My uncle was a merchant marine radio operator on the North Atlantic run during WW II. He saw ships in his convoy torpedoed and men left adrift in lifeboats. He did not like talking about it.
The good news is that we’re making excellent time....
Read “ HMS Ulysses” by Alistair MacLean
The novel that launched the astonishing career of one of the 20th centurys greatest writers of action and suspense an acclaimed classic of heroism and the sea in World War II. Now reissued in a new cover style.
The story of men who rose to heroism, and then to something greater, HMS Ulysses takes its place alongside The Caine Mutiny and The Cruel Sea as one of the classic novels of the navy at war.
It is the compelling story of Convoy FR77 to Murmansk a voyage that pushes men to the limits of human endurance, crippled by enemy attack and the bitter cold of the Arctic.
You should be very proud of your father’s service.
It took 40 some years but in the late 1980’s, the DOD gave merchant mariners who served in WWII, veterans status.
Several friends of my late father-in-law immediately joined the American Legion when granted that status.

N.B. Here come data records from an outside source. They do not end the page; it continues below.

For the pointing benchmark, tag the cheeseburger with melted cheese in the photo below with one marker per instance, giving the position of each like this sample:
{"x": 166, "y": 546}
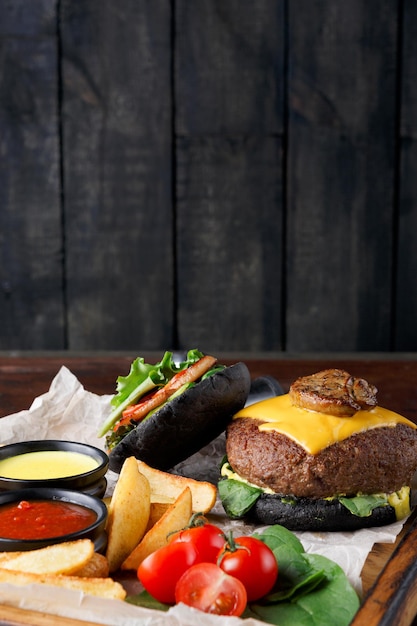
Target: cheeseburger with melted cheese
{"x": 324, "y": 456}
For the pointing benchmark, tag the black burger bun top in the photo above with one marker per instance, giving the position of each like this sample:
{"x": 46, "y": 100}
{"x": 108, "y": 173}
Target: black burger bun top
{"x": 186, "y": 423}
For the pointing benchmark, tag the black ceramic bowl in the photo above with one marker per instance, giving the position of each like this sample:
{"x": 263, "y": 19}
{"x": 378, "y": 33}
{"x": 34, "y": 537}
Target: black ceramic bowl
{"x": 94, "y": 531}
{"x": 92, "y": 482}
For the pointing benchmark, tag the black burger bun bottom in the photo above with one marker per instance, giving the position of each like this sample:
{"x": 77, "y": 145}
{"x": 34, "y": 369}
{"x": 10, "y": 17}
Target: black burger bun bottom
{"x": 315, "y": 515}
{"x": 186, "y": 423}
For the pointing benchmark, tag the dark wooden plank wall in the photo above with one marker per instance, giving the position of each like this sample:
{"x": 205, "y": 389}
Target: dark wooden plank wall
{"x": 227, "y": 174}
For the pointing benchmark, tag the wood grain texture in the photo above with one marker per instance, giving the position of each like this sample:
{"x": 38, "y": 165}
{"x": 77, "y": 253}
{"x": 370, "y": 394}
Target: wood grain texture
{"x": 229, "y": 125}
{"x": 25, "y": 376}
{"x": 31, "y": 302}
{"x": 223, "y": 174}
{"x": 406, "y": 294}
{"x": 116, "y": 61}
{"x": 342, "y": 113}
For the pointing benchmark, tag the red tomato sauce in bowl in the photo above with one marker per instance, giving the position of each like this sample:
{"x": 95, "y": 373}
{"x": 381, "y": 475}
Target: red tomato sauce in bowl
{"x": 43, "y": 519}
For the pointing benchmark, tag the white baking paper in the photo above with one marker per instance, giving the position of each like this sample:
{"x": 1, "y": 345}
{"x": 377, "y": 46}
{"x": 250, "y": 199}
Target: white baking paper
{"x": 70, "y": 412}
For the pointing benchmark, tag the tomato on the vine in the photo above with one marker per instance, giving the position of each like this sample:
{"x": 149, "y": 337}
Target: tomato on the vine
{"x": 207, "y": 587}
{"x": 161, "y": 570}
{"x": 207, "y": 538}
{"x": 252, "y": 562}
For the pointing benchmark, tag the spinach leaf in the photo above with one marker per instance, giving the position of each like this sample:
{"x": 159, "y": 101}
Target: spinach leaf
{"x": 363, "y": 505}
{"x": 311, "y": 590}
{"x": 237, "y": 497}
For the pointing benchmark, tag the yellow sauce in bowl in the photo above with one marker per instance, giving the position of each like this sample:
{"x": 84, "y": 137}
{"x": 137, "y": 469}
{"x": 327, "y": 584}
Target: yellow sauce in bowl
{"x": 46, "y": 464}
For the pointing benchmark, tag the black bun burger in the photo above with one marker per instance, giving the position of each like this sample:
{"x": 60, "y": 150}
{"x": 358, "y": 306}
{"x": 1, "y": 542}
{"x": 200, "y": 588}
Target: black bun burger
{"x": 323, "y": 457}
{"x": 165, "y": 412}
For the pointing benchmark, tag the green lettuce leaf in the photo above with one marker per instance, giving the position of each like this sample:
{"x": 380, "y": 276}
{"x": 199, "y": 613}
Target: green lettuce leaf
{"x": 142, "y": 378}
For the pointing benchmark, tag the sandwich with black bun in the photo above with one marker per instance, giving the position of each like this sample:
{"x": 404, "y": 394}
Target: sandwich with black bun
{"x": 322, "y": 457}
{"x": 163, "y": 413}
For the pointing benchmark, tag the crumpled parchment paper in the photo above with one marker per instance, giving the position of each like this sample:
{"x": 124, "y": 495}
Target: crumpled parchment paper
{"x": 68, "y": 411}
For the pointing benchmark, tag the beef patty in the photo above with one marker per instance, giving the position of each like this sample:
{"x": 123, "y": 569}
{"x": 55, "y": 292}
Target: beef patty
{"x": 379, "y": 460}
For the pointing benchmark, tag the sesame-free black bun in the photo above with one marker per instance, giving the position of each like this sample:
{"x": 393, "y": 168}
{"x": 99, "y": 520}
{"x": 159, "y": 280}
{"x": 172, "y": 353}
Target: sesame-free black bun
{"x": 315, "y": 514}
{"x": 186, "y": 423}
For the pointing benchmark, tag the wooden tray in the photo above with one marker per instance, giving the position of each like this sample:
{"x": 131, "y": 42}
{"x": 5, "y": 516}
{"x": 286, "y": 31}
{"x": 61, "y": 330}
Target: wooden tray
{"x": 389, "y": 579}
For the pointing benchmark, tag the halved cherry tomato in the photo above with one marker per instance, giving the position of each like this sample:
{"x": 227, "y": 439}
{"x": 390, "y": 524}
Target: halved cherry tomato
{"x": 161, "y": 570}
{"x": 207, "y": 587}
{"x": 207, "y": 538}
{"x": 252, "y": 562}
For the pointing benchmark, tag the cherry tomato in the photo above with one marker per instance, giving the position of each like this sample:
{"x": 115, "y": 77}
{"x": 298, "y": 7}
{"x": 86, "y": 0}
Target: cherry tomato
{"x": 252, "y": 562}
{"x": 161, "y": 570}
{"x": 207, "y": 538}
{"x": 207, "y": 587}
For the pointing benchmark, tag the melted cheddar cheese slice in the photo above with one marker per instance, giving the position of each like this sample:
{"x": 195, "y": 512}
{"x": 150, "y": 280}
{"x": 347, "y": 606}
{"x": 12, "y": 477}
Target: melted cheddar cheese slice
{"x": 313, "y": 430}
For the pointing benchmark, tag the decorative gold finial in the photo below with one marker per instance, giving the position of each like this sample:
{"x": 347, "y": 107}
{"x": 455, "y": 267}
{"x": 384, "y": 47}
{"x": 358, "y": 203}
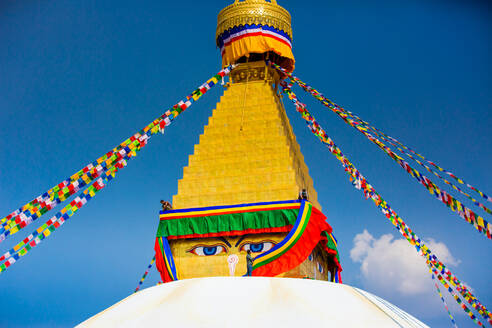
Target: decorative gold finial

There is a granite memorial at the Maine Maritime Academy in Castine to honor the merchant mariners from Maine who lost their lives during WWII.
I don’t believe the VWF permits mercant mariners with veterans status to join.
Yes, you are correct; men in the lifeboats were on their own. The ship’s captains had orders to keep going.
I once knew a real estate developer whose formative experience in life was a day and night spent on a lifeboat adrift above the Arctic Circle after his merchant ship was torpedoed on the Murmansk run in WW II. An unexpected rescue by the Royal Navy saved his life and gave him the chance to get a college education and the determination to pursue a business career that made him wealthy building subdivisions and towns on Long Island. A working retirement from New York to South Florida fulfilled his dream of never again having to experience cold weather.